Adam Lapland ile ilgili bilgi verdi. Ona göre Norveç tarafı çok güzelmiş. Hatta Norveç'in en kuzeyine git ve Kutup Denizi'ni gör falan dedi. Neyse, ben bir gaz alelacele yola vurdum. Allh'tan yol fena değildi; en azından geldiğim yoldan çok daha entersan. Asikkala'ya kadar (Lahti gölün güney, Asikkala da kuzey ucunda) fazla bir şey yoktu. Asikkala iki gölün ortasında incecik bir yerde. Hatta araya bir köprü koymuşlar, arada kalkıyor, tekneler diğer göle geçiyor. Orada kahve molası verdim ve oturur oturmaz çöküdüm. Keza 40 km durmadan yapmışım.

Kısa bir süre sonra sıçmayayım diye yine yola vurdum. Vücut ısınınca yorgunluğu unutuyor ama durunca çok kötü. Pulkkilanharju diye bir yere gelince moralim düzeldi. Jvaskyla bayağı uzak hala tabi. Geldiğim yer, gölün Doğu ve Batı kıyılarını birleştiren bir yol. Tabii bisiklet yolu da var üzerinde. Buzul çağından çıkarken yaşanan çökmelerde bir sıra kara parçası ayakta kalıyor. Bir hizada bir sürü ada da denebilir. Aradaki boşlukları ya doldurmuşlar ya da köprü yapmışlar. Ama genelde incecik adalar. Eni genelde 100 metre falan. Doldurulan yerlerde tabi iki taraf su. Bu yoldan 10 km falan giderek gölün Doğu kıyısına geçtim.

Böyle zigzag yapmak yolu da uzatıyor ama orayı görmeden edemedim. Karaya ulaşınca biraz dinlendim. Tamamen bitmişim. Az kalsın son köprünün dibine tulum açacaktım. Ama sonraki günleri de düşünerek bir gayret tekrar pedal basmaya başladım. Sayın mahalle arkadaşlarım, fazla yol yaptığımı düşünmeyin ama biz bizi biliriz. Her yol, çok yoldur. Bir on km daha gittim. Bir yerde artık dayanamadım ve çadır kuracakken çim biçen bir hanım teyzem gördüm. Yavşaklık olmasın diye gidip sordum, buraya çadır kurabilir miyim diye. Gak guk deyince kalktım yine yola koyuldum. Burada kamp yapmak serbest ama ben tam olarak neresi özel mülk neresi değil kavrayamıyorum besbelli. Genelde özel mülk. Belki yüzlerce göl var ama hepsinin çevresi çok sık çalılar ve ağaçlar ve evlerle dolu genelde. Sonunda yolun kenarına çok boktan bir yerde durdum, bir şeyler atıştırıp hemen uyudum.
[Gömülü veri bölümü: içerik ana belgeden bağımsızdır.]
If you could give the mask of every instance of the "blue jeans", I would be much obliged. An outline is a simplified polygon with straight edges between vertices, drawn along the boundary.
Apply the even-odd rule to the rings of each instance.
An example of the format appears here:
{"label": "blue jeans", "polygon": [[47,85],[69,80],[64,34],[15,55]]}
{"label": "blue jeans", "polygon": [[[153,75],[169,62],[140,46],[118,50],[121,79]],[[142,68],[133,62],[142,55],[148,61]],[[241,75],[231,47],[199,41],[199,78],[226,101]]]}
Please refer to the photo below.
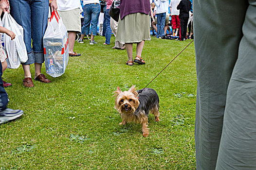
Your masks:
{"label": "blue jeans", "polygon": [[159,38],[160,36],[165,35],[165,22],[166,13],[157,14],[157,34],[156,37]]}
{"label": "blue jeans", "polygon": [[49,0],[10,0],[9,3],[11,15],[24,28],[28,59],[23,64],[43,63],[43,37],[47,27]]}
{"label": "blue jeans", "polygon": [[[106,28],[106,32],[105,32],[105,38],[106,41],[105,43],[107,44],[110,44],[110,39],[111,38],[111,34],[112,34],[112,30],[110,27],[110,16],[109,14],[109,11],[110,9],[107,9],[106,10],[105,15],[104,17],[104,22],[105,22],[105,28]],[[103,22],[104,23],[104,22]]]}
{"label": "blue jeans", "polygon": [[89,35],[90,25],[91,34],[97,35],[97,24],[100,13],[100,5],[99,3],[90,3],[84,6],[84,25],[82,27],[82,34]]}
{"label": "blue jeans", "polygon": [[8,96],[3,88],[2,80],[2,65],[0,64],[0,112],[5,110],[8,104]]}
Bu sabah ise 6'ya doğru kalktım. 10 km. gidip güzel bir park yeri bulunca durup kahvaltı yaptım: sosis ve peynirli yumurta. Genelde az ve sık yediğim için mideme oturdu. Bir on km daha gidip Sysma'ya vardım. Sabah saat daha 9. Kafeler var çevrede bir iki tane. Millet oturmuş demleniyor. Onları görünce fena oldum. Kahve içen yoktu galiba. Tiplerinden anladığım kadarı ile burası artık taşra. Çalışmaya gidip gelecek büyük bir merkez yok yakında. O yüzden herkes gayet oralı; Kozmopolit dünyanın vatandaşı tipli ofis çalışanları yok etrafta. Bir kamping var burada ve güzel gözüküyor. Ama buraya kadar kassaydım şu anda uyuyor olurdum kesin.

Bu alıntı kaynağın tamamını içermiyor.